Em depoimento para EXAME.com, fundador de consultoria explica como a visão dos investidores sobre os mercados emergentes mudou nos últimos 25 anos

homem segura globo terrestre (Thinkstock)

João Pedro Caleiro

Publicado em 28 de agosto de 2016 às 07h04.

São Paulo - Robert Abad é fundador da EM+BRACE, uma consultoria com sede em Pasadena, na Califórnia, e focada em países emergentes.

Nos últimos 25 anos, ele acompanhou de perto as várias facetas do mundo do investimento nesses mercados.

Em conversa com EXAME.com, ele explicou o que mudou na relação dos investidores com os emergentes nos últimos 25 anos.

Veja a seguir o seu depoimento:

" Nos primeiros tempos dos “mercados emergentes”, no começo dos anos 90, você tinha um tipo de base de investidores. E esse pessoal era meio Velho Oeste: não havia muita informação e você tinha que saber espanhol, ou português, ou alguma língua do sul da Ásia para garantir que iria conseguir aquela informação com uma rapidez razoável.

Havia um certo número de contrapartes fazendo troca de empréstimos ou títulos; era um mercado muito contido, e havia uma compreensão de que esse era um grupo eclético e que não tinha gente de fora mexendo com isso porque era tudo opaco demais e líquido de menos para investidores tradicionais sequer entenderem.

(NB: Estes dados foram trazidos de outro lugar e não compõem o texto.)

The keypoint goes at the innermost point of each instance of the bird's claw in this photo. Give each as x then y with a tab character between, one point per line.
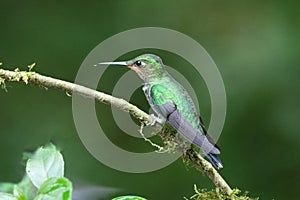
155	120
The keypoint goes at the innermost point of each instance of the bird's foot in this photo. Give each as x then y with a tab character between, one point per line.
156	119
159	148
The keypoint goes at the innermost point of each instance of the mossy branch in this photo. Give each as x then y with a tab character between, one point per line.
190	155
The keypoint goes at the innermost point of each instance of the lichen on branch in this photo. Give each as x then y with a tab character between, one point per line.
190	155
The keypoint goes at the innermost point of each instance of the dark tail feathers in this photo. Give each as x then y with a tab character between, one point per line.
214	160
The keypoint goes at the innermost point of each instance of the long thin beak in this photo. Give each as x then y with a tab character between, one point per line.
123	63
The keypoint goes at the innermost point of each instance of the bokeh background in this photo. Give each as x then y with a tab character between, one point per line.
255	45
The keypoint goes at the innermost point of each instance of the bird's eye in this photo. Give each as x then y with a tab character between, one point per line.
138	63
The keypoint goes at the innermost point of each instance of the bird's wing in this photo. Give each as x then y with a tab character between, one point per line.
163	99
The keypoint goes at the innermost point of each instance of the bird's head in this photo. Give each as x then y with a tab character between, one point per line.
147	66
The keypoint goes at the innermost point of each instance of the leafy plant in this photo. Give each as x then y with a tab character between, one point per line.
44	178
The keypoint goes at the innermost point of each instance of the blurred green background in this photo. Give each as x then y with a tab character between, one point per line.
255	45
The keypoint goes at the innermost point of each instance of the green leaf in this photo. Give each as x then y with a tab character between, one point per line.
19	193
56	188
47	162
129	198
6	196
29	190
7	187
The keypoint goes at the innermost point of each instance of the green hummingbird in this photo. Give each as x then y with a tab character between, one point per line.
172	103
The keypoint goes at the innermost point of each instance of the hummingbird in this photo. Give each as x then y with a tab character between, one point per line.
172	103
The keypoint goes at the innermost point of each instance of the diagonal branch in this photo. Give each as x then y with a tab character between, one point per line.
189	154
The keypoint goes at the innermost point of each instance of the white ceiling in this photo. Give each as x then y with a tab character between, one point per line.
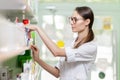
12	4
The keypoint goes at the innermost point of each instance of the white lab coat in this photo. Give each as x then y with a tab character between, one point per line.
78	63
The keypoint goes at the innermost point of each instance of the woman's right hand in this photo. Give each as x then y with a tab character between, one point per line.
32	27
35	52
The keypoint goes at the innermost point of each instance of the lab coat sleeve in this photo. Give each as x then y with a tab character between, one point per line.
85	52
58	65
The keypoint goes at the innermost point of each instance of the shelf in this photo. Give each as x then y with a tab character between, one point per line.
14	8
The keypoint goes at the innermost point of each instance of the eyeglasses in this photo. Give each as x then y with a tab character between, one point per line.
74	19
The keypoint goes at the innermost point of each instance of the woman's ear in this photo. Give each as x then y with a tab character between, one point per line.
87	21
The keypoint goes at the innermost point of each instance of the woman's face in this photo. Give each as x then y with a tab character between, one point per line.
77	22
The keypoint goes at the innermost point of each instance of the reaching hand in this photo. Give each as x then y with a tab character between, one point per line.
31	27
35	52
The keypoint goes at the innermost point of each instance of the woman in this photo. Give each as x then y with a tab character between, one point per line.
76	60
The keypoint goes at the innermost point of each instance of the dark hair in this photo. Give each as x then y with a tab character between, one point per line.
86	13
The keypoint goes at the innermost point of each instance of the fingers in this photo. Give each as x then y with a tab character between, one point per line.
34	48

Daí você teve todas aquelas crises: México em 1994, Ásia em 1997, Rússia em 1998. A gestão de capital de longo prazo foi destruída e isso deixou os investidores loucos. Você também teve a crise de convertibilidade da Argentina em 2001 e a desvalorização do real em 2002; todo esse ruído e a base de investidores ainda estava relativamente contida.

Isso significa que eram fundos hedge, gente dedicada a mercados emergentes, mesas de traders, alguns fundos mutualistas isolados. Em alguns casos nem se dava o nome de “mercados emergentes” porque ninguém realmente queria falar nisso. Diziam “alto retorno estratégico” ou algo assim, uma chance de conseguir retorno de dois dígitos.

E isso por definição excluía uma parte grandes dos investidores: companhias de seguro, fundos de pensão, essas instituições. Então o que aconteceu? Depois de 2002 e do tombo de Argentina e Brasil, você entrou no que eu chamo de período goldilocks [expressão significa que em uma amostra sempre haverá exemplos nos extremos, mas também pelo menos um na média].

Nós havíamos acabado de sair da bolha da internet nos EUA, o Federal Reserve cortou os juros, tentávamos sair de uma recessão, e você passou uns bons 6 ou 7 anos com rentabilidade em queda, tudo muito acomodado e o crescimento global acelerando.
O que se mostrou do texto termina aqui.